何百年もの間生き続け、都市を一吹きの炎で焼き尽くせると聞いている。
そんな竜を目覚めさせたとなれば……。
「ますます私、悪女のように語られそうな気がします。あちこちの都市を気に入らないからと攻撃する悪女と言われそうな……。どこも滅ぼしていないのに、気が付いたら十個ぐらい都市を崩壊させていることになっているのでは?」
そう言うと、ジュリアンが笑う。
「それでも、王子や国王はあなたに手を出せなくなります。その上で、竜がいかに役に立つかわかっていけば、みんなあなたを聖女のように思うでしょう」
「竜が役に立つんですか?」
竜などの幻獣は、畏れられはしても役に立つようには思えない。
「竜がいるというだけで、この国に攻め込もうとする国はいなくなります。今も北西の国が軍備を増強していると聞いていますし、それがこのカナード王国に攻め込むための準備あったとしたら、すぐに止めるでしょう。それほどに竜のいる場所は、誰もが攻撃したくないものですから」
「戦争の抑止ですか」
説明されて、納得した。
けれど眠っている竜では抑止にはならない。
だからオリヴェイル先生は早く竜を目覚めさせたいと思っているのだろう。魔術師協会としても、拠点を置いている国が戦争に巻き込まれるのは本意ではないから。

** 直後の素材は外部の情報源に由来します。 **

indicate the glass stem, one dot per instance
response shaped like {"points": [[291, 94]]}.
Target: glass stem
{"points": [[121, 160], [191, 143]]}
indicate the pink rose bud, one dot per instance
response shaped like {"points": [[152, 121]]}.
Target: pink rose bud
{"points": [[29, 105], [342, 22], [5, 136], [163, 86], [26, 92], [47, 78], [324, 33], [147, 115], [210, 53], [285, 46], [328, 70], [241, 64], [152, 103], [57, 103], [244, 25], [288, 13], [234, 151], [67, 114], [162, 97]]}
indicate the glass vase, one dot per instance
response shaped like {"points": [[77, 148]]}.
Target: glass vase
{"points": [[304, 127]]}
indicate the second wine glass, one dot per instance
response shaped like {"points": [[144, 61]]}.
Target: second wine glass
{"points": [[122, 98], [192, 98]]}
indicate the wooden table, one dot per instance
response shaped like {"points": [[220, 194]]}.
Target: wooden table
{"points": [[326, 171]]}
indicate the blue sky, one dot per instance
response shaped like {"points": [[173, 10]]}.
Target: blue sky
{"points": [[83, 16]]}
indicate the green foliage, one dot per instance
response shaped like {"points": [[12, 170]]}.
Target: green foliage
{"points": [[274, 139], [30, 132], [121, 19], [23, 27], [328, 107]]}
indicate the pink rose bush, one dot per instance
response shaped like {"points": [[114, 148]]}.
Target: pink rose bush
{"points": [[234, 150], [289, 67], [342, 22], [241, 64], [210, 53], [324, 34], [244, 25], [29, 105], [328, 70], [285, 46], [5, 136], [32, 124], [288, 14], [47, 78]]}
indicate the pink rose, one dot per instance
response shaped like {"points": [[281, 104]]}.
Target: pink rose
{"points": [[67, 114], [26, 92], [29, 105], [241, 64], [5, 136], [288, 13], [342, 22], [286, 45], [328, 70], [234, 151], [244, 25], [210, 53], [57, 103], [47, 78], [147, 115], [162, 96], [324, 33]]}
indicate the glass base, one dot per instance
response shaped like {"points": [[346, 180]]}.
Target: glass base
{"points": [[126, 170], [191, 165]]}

「わかりました。人の口に戸は建てられませんから、時間を稼いでいる間に後ろ盾を得るのは確実な案だと思います」
ジュリアンは聞き心地のいい夢物語ばかり話すわけではない。だけどそれは、私に対して誠実であろうとしてくれるからでもあり、真剣に未来も平穏に暮らせるように考えてくれている証拠だ。
そんな彼を信じようと私は思った。
ジュリアンは私の返事を聞いて安心した表情になる。
「ご理解いただけてありがとうございます」
「よーし」
そこでオリヴェイル先生が立ち上がる。
手に持っているのは封をした手紙だ。
「転送!」
オリヴェイル先生は部屋の隅にある白大理石の台の上に封筒を置き、光る粉をふりかけて呪文を唱えた。
粉が舞い上がって虹色に輝いたかと思うと、ぱっと手紙が消える。
おそらく人の増員について、魔術師協会に要望の手紙を送ったのだろう。
「さぁ、じゃんじゃん花を増やしてください、セリナ嬢!」
満面の笑みで促され、その日は花をできるだけ作ったのだった。